You see, I am so down on these damned things that I started thinking I could just draw sizes from the distribution in the above histogram like a prior, given that I think it is possible to tweak the study here and there and make it as big or as small as you like. If the information the requesting person lavishes on me makes no difference to the final size, then the sizes must be identically distributed even conditional on the study design etc., and so a draw from this prior will suffice. (Pedants: this is a light-hearted remark.)

You might well ask why there are multiple — and often very different — sizes for each request, and that is because there are usually unknowns in the values required for calculating error rates, so we try a range of values. We could get Bayesian! Then it would be tempting to include another level of uncertainty, being the colleague/student’s desire to force the number down by any means available to them. Of course I know the tricks but don’t tell them. Sometimes people ask outright, “how can we make that smaller”, to which my reply is “do a bad job”.

And in those occasions where I argue that no calculation is relevant, and the reviewers still come back asking for one, I just throw in any old rubbish. Usually 31. (I would say 30 but off-round numbers are more convincing.) It doesn’t matter.

If you want to read people (other than me) saying how terrible sample size calculations are, start with “Current sample size conventions: Flaws, harms, and alternatives” by Peter Bacchetti, in BMC Medicine 2010, 8:17 (open access). He pulls his punches, minces his words, and generally takes mercy on the calculators:

“Common conventions and expectations concerning sample size are deeply flawed, cause serious harm to the research process, and should be replaced by more rational alternatives.”

In a paper called “Sample size calculations: should the emperor’s clothes be off the peg or made to measure”, which wasn’t nearly as controversial as it should have been, Geoffrey Norman, Sandra Monteiro and Suzette Salama (no strangers to the ethics committee), point out that they are such guesswork, we should just save people’s anxiety, delays waiting for a reply from the near-mythical statistician, and brain work, and let them pick some standard numbers. 65! 250! These sound like nice numbers to me; why not? In fact, their paper backs up these numbers pretty well.

In the special case of ex-post “power” calculations, see “The Abuse of Power: The Pervasive Fallacy of Power Calculations for Data Analysis” by John M. Hoenig and Dennis M. Heisey, in The American Statistician (2001); 55(1): 19-24.
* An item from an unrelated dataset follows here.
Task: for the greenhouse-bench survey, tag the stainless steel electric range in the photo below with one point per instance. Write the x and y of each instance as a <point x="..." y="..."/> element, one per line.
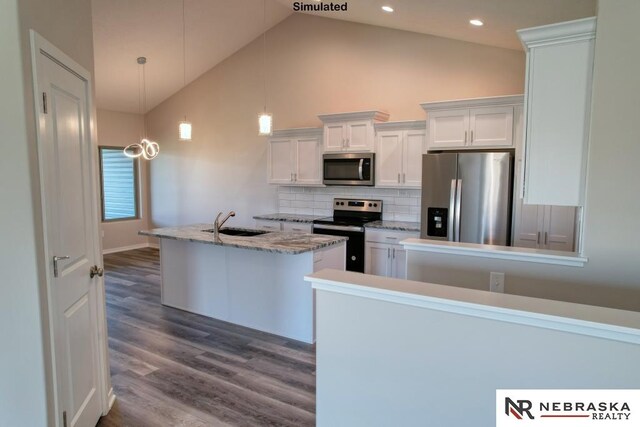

This is not a ‘field’ of scientific endeavour, it is a malarial swamp of steaming assumptions and reeking misunderstandings. Apart from multiple testing in its various guises, it’s hard to think of a worse problem in biomedical research today.

Absolutely! I’m right with you on this.

The one bit I would disagree with, though, is “In the case of randomised, experimental studies, they’re fine…” I don’t think they are. For one thing, the standard sample size calculation only makes sense if you’re going to conclude that a treatment “works” or “doesn’t work” using a significance test, which is what most do but really shouldn’t. Also, people project strange and magical beliefs onto the sample size; it’s “the number needed to answer the question” and failure to achieve it is a fatal flaw. There isn’t generally much thought about or understanding of what people are doing or what it means. The sample size is just part of the checklist/cookbook approach to clinical trials.